Another thing: Everyone in the novel was basically always happy. There were misunderstandings and arguments here and there, but they were always wrapped up, like the one in that passage, with a quick apology or a heartfelt conversation during a walk. There was absolutely, positively nothing transgressive about the novel. She had recently read a short story collection that Darwin had recommended. It was full of sex, drugs, and cruelty. One story was about a sadist who spanked his secretary. The book was called Bad Behavior. Lucy’s novel might as well have been called Good Behavior.

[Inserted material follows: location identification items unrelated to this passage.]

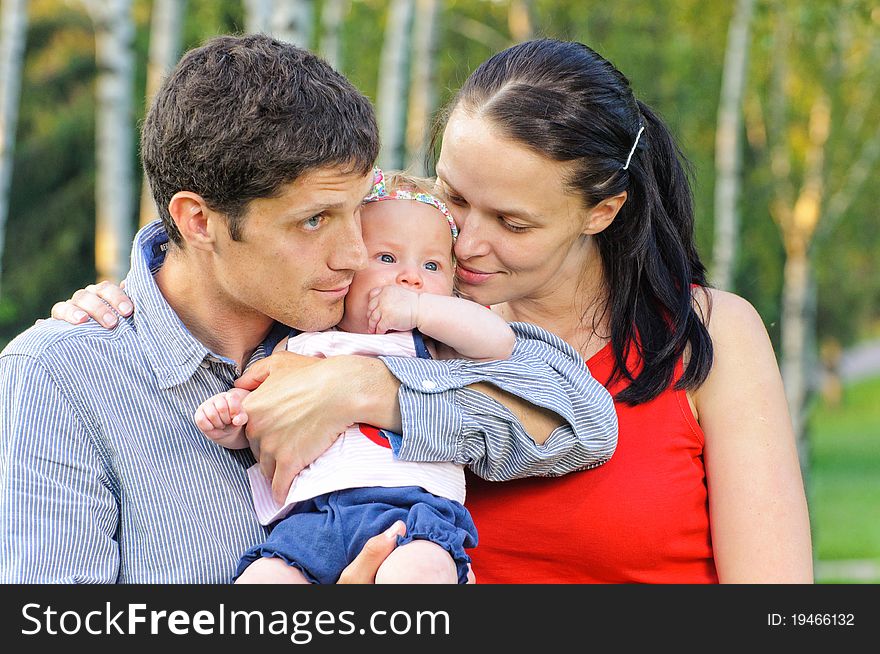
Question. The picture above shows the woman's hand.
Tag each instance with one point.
(300, 405)
(91, 302)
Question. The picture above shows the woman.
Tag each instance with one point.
(583, 224)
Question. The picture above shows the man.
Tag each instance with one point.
(258, 155)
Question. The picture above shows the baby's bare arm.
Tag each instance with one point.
(470, 329)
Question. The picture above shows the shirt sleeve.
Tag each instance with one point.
(58, 511)
(443, 420)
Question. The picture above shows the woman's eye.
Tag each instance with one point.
(513, 228)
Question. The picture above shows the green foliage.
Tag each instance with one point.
(845, 495)
(671, 50)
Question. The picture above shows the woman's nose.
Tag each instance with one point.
(471, 241)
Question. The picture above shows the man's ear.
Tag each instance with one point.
(602, 215)
(193, 218)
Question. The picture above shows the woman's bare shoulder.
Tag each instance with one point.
(728, 316)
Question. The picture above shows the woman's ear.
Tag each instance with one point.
(192, 216)
(602, 215)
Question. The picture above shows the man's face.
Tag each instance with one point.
(298, 251)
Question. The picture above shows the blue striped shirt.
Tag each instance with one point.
(105, 478)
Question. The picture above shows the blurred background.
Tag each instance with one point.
(776, 103)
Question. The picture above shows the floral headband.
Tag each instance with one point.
(379, 192)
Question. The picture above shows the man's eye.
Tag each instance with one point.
(314, 222)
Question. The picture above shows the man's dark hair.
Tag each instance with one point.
(241, 116)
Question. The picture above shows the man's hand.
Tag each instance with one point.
(294, 414)
(363, 569)
(300, 405)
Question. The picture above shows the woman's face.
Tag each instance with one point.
(520, 232)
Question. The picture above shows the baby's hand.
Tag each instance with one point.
(392, 308)
(222, 418)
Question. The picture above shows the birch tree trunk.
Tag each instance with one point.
(798, 226)
(114, 126)
(291, 21)
(521, 20)
(258, 16)
(332, 13)
(391, 94)
(423, 96)
(166, 29)
(12, 40)
(727, 146)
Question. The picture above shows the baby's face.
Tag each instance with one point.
(409, 244)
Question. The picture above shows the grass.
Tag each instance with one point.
(844, 485)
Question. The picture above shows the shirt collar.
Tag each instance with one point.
(172, 351)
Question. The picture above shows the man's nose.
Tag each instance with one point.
(350, 251)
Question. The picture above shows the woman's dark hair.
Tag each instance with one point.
(568, 103)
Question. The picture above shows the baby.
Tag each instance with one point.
(401, 304)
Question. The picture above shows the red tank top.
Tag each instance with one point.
(642, 517)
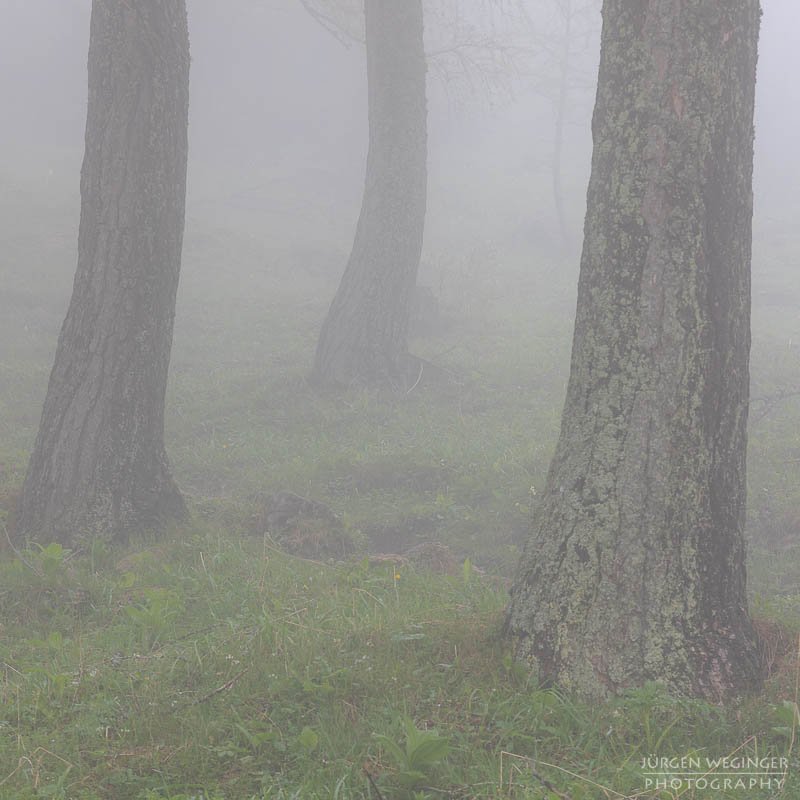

She supposed she should ask Edith, a putative literary agent, about it. There were publishers, assuredly, who would buy something like this and put it in spinner racks in supermarkets in Wisconsin. But wouldn’t all the Wisconsin moms who might otherwise be interested in a story like this be put off by the descriptions of New York magazine publishing? Lucy certainly didn’t make it seem glamorous—there were no expense account lunches or limo rides to the Condé Nast offices. Alicia seemed, honestly, to be as bewildered by her job as a copy editor as Em was by hers as a putative literary agent’s putative assistant. This resemblance to herself made Em like Alicia more, but it made her worry that other readers wouldn’t like her at all. What could they possibly find admirable in an indecisive wallflower in over her head?
Now Kate, the friend: She was a firecracker. She was funny, she was confident, she had ambition where Alicia sort of drifted through her job. She didn’t agonize over a simple date; she unapologetically went out with whoever she wanted to. She was only in a few scenes, but they were all lively respites from Alicia’s head. And there, Em thought. There was her first note. More Kate. Maybe less Alicia? But definitely more Kate.
Over the course of a week, whenever she wasn’t sending out royalties or filing correspondence or making coffee, Em toggled between her two vastly different manuscripts, The Big One and Can’t Complain, assembling the material for the two edit memos she needed to write. Having never really written an edit memo before, she was pretty nervous. Edith directed her to a few examples in the files but also said airily, “Oh, you’ll feel when it’s right.” (Em had asked if Edith wanted to read the novels, and Edith said, “It’s a little early for that, isn’t it, dear?” She supposed it was good that she had autonomy, but that didn’t mean she understood what she was doing.)
Her notes for Scot Salem were a bit of a mess. His book seemed so confident in itself that all Em’s suggestions felt beside the point. Yes, developing the girlfriend character a little would be satisfying, but would that really transform the novel? Certainly not. Yes, the villain—a police captain simply referred to throughout as The Captain—was over the top, biblically evil, but clearly that was Scot Salem’s intention, and who was she to tell him that was wrong? Take the scene in which The Captain pierced a man’s cheek with an enormous hook, connected the other end to his police car, and drove through the desert dragging the man behind him, “flopping on the sand like a mackerel desperate to breathe on the deck of a trawler.” Like, typing Is this too much? seemed absurd. Of course it was too much; that was the point. “Do you need the mackerel part?” she imagined asking, and flinched at the withering scorn with which Scot Salem would surely respond.